Until recently, scientists did not have the technology nor the know-how to measure environmental levels of anticancer drugs and only a limited number of laboratories worldwide are analysing them in environmental and wastewater samples (Česen et al. 2015; Ferrando-Climent et al. 2014, 2013; Kosjek and Heath 2011; Kosjek et al. 2015, 2013; Llewellyn et al. 2011; Negreira et al. 2014a, 2013a, b; Parrella et al. 2014). One reason is their low environmental levels (≤ ng L−1), which require the very latest in modern analytical instrumentation, and possibly their toxicity makes laboratories reluctant to analyse these compounds since additional safety protocols and waste collection must be in place. Fortunately, studies are now investigating their presence in environmental and wastewater samples (Česen et al. 2015; Kosjek and Heath 2011; Kosjek et al. 2015, 2013; Negreira et al. 2014a, 2013a, b), and the risks they pose to humans and aquatic organisms have been recently addressed within the EU FP7 CytoThreat project (2014).

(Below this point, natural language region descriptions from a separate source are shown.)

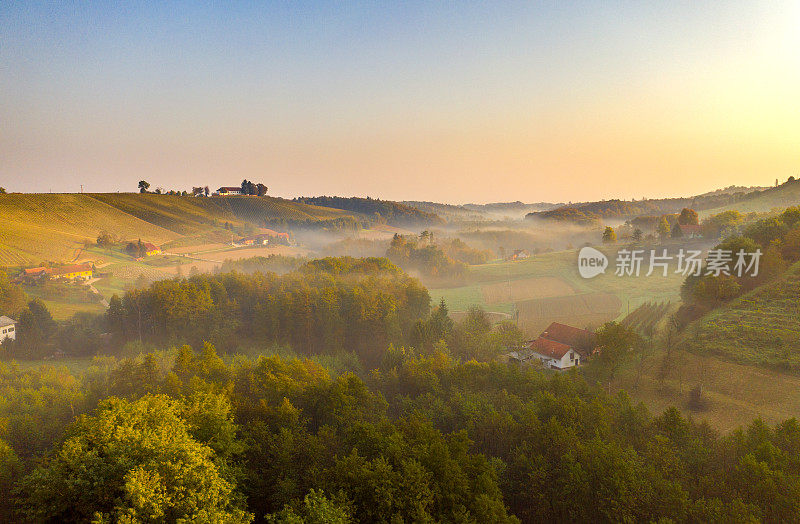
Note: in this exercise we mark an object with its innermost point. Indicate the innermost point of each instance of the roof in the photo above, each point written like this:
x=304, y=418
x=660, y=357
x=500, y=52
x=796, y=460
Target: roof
x=569, y=335
x=74, y=268
x=550, y=348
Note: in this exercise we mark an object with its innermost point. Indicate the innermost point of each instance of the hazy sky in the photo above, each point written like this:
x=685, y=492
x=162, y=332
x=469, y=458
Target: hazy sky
x=456, y=102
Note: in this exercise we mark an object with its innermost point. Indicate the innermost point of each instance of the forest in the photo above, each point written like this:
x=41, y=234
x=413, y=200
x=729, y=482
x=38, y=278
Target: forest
x=185, y=435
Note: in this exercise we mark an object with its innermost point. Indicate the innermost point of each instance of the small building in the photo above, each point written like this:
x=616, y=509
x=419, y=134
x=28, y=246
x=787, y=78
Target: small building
x=555, y=354
x=691, y=230
x=151, y=249
x=8, y=328
x=229, y=190
x=263, y=239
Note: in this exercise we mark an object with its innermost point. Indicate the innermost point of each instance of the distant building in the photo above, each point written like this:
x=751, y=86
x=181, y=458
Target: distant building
x=519, y=254
x=71, y=272
x=232, y=190
x=8, y=328
x=555, y=354
x=151, y=249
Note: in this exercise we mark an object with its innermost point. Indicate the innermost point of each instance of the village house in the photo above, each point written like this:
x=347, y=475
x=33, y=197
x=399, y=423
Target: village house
x=519, y=254
x=8, y=328
x=71, y=272
x=151, y=249
x=559, y=347
x=232, y=190
x=263, y=239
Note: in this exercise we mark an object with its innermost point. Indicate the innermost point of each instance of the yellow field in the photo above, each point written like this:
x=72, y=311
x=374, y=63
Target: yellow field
x=525, y=289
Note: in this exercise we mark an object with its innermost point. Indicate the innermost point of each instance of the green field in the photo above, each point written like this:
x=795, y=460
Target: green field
x=761, y=327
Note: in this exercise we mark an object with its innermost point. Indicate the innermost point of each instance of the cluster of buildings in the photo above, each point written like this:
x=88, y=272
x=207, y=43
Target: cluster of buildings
x=72, y=272
x=558, y=347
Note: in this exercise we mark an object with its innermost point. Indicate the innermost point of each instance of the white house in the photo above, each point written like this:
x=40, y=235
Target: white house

In the absence of certified reference materials, inter-laboratory comparisons are necessary to verify analytical results, if laboratories are to have confidence in their analytical abilities. A number of inter-laboratory studies addressing emerging contaminants in environmental samples have been carried out (Farré et al. 2008; Heath et al. 2010a, b; Hund et al. 2000; Jones et al. 1994; Van den Bossche et al. 2010; Vander Heyden and Smeyers-Verbeke 2007), of which only a few address veterinary drug residues (Vander Vander Heyden et al. 1999), nonsteroidal anti-inflammatory drugs and hormones (Farré et al. 2008; Heath et al. 2010a, b) and antibiotics (Dehouck et al. 2003; Van den Bossche et al. 2010). To our knowledge, none included cytostatic drugs. This study was set out to find those laboratories analysing cytostatic drug residues at trace levels in environmental and wastewater samples and to include them in the first inter-laboratory exercise on cytostatic drugs in water to facilitate and promote knowledge exchange between them, evaluate their performance in the analysis of these compounds when using their own in-house analytical methods, and elucidate potential bias and sources of error.

Experimental

Experimental design, sample collection and handling

An invitation to participate in the exercise was offered to those laboratories identified as having the necessary knowledge and instrumentation to determine anticancer residues in environmental and wastewater samples. Participating laboratories were from the following countries: Australia, Czech Republic, Germany, The Netherlands, Singapore, Slovenia, Spain and UK. Each participating laboratory was assigned its own inter-laboratory code (L1 to L9).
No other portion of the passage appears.